Impacto en las Comunidades

Jamie Court, presidente de Consumer Watchdog, indicó que estos proyectos de ley representan un avance significativo en el cierre de pozos de petróleo que amenazan a las comunidades y en la limpieza de la contaminación asociada. Los pozos abandonados pueden liberar benceno, un carcinógeno que representa un riesgo para la salud y puede contaminar las aguas subterráneas. Además, se estima que el 67% de los pozos destapados en California están filtrando metano, un gas con un potencial de calentamiento 80 veces superior al del dióxido de carbono durante 20 años. El taponamiento de estos pozos podría mejorar considerablemente la salud pública en las áreas afectadas.

Casi un millón de residentes de California viven cerca de pozos petroleros activos o retirados, y alrededor de nueve millones, o el 20% de la población, residen cerca de pozos abandonados o sellados. Los residentes latinos están desproporcionadamente expuestos a estos riesgos, con un 13% más de probabilidad de vivir cerca de pozos activos en comparación con su proporción estatal. Los niños latinos enfrentan un mayor riesgo de problemas de salud como asma y diabetes tipo 2 debido a la exposición al aire contaminado.

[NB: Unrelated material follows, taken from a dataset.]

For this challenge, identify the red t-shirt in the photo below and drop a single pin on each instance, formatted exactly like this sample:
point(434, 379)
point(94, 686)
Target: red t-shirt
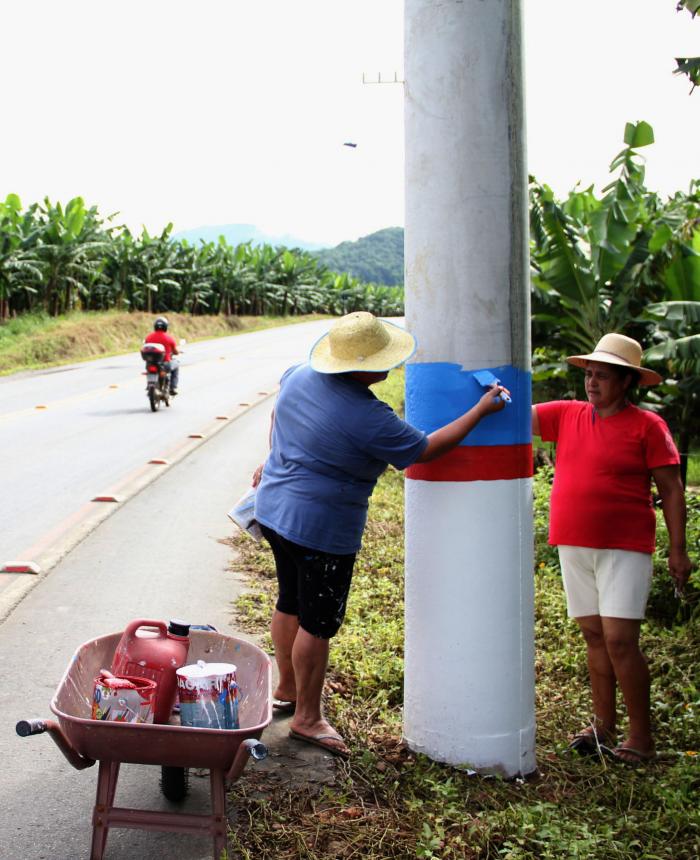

Un estudio reciente de la Universidad del Sur de California (USC) vincula la proximidad a pozos petroleros urbanos con sibilancias y una reducción en la función pulmonar, con un impacto desproporcionado en las personas de color en Los Ángeles. En algunos casos, el daño respiratorio es comparable al de la exposición diaria al humo de tabaco o a vivir cerca de autopistas con tráfico intenso.

Llamado a la Acción

Defensores de los derechos ambientales han instado al gobernador Newsom a firmar los proyectos de ley para convertirlos en ley. Nayamin Martínez, directora ejecutiva de la Central California Environmental Justice Network, comentó: “Newsom puede dar un paso importante para mejorar la calidad de vida al obligar a la industria petrolera a asumir la responsabilidad de taponar, limpiar y eliminar los pozos de petróleo innecesarios. También será una señal importante de que la prioridad de nuestros líderes electos son las comunidades que los eligen y representan frente a los poderosos intereses petroleros”.

Los proyectos de ley ahora esperan la decisión final del gobernador Newsom, quien deberá decidir si estas medidas se convierten en ley y marcan un cambio significativo en la política ambiental de California.